Clock rollback detection has a window. The check compares time.time() against a stored SQLite timestamp. An attacker who modifies the SQLite database before running the app could plant a fake last_license_check_time far in the future, then roll the clock back while keeping time.time() > stored_time. Mitigation: the SQLite database is in the user's home directory and not encrypted — for high-value deployments, a tamper-evident store (e.g. macOS Keychain, Linux Secret Service) would be more appropriate.

No mutual TLS. The /v1/license/activate and /v1/license/recheck calls use standard HTTPS. The server's certificate is verified by the system CA store. A machine with a compromised CA store (corporate MITM proxy, malware-installed root) could intercept and modify these responses. This is a general HTTPS limitation, not specific to this design.

Design Decisions — What Was Intentionally Excluded

Online-only enforcement. Requiring a network check on every launch would break offline use. Planes, hotel Wi-Fi captive portals, corporate proxies, server downtime — all of these would result in failed launches for paying customers. The 7-day grace period with background recheck is the correct trade-off.

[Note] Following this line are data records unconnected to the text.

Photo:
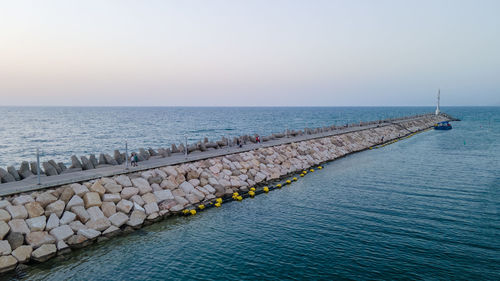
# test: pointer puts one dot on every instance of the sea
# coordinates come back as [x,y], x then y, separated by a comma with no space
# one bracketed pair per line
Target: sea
[424,208]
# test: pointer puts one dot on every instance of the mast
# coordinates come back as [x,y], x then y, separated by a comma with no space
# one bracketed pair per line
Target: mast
[437,108]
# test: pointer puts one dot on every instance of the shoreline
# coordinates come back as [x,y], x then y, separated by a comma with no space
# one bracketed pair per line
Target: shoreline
[39,225]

Aggressive telemetry. The only data sent to the server is the machine ID and API key. No usage statistics, no feature telemetry, no file names, no behavioral data. DotScramble is a privacy tool. Telemetry would be self-contradicting.

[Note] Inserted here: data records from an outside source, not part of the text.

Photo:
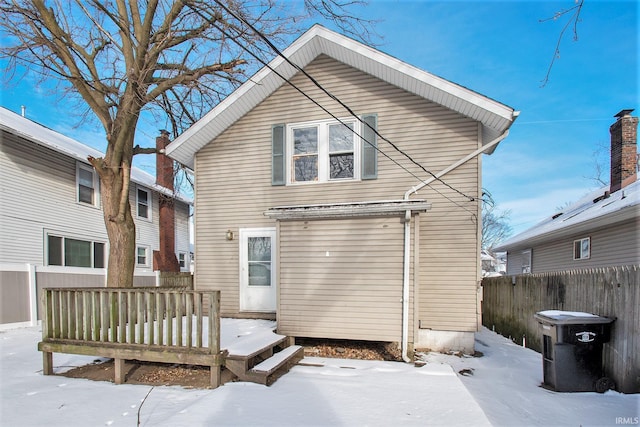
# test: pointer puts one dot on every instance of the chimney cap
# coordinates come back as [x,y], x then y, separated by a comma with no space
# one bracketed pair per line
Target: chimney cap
[623,113]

Obfuscating the public key. Pointless security theatre. The public key is designed to be known. Wrapping it in XOR or base64-of-base64 adds no security and significant code smell.

Binding to MAC address only. MAC addresses are trivially spoofed on Linux (ip link set dev eth0 address XX:XX:XX:XX:XX:XX) and may be randomized by default. Using /etc/machine-id as the primary anchor is more stable and harder to spoof without root access.

Summary

DotScramble’s license system implements a minimal but sound cryptographic design:

  • Ed25519 asymmetric signing ensures tokens cannot be forged without the server’s private key, regardless of how thoroughly the client binary is reversed.
  • Weighted machine fingerprinting using OS-level hardware identifiers provides stable, cross-platform machine binding that survives network changes and VPN usage.
  • SQLite-cached token with startup re-verification enables offline use without any network dependency on launch.
  • 7-day TTL with 24-hour background recheck gives legitimate offline users a comfortable grace window while ensuring revoked keys are detected within a day of the machine coming online.
  • Cython compilation raises the practical bar against source patching, complementing but not replacing the cryptographic enforcement.

The design is appropriate for a solo-developed privacy tool. It is not appropriate for enterprise software protecting high-value IP — that use case warrants hardware dongles, TPM attestation, or a full code-signing/attestation pipeline.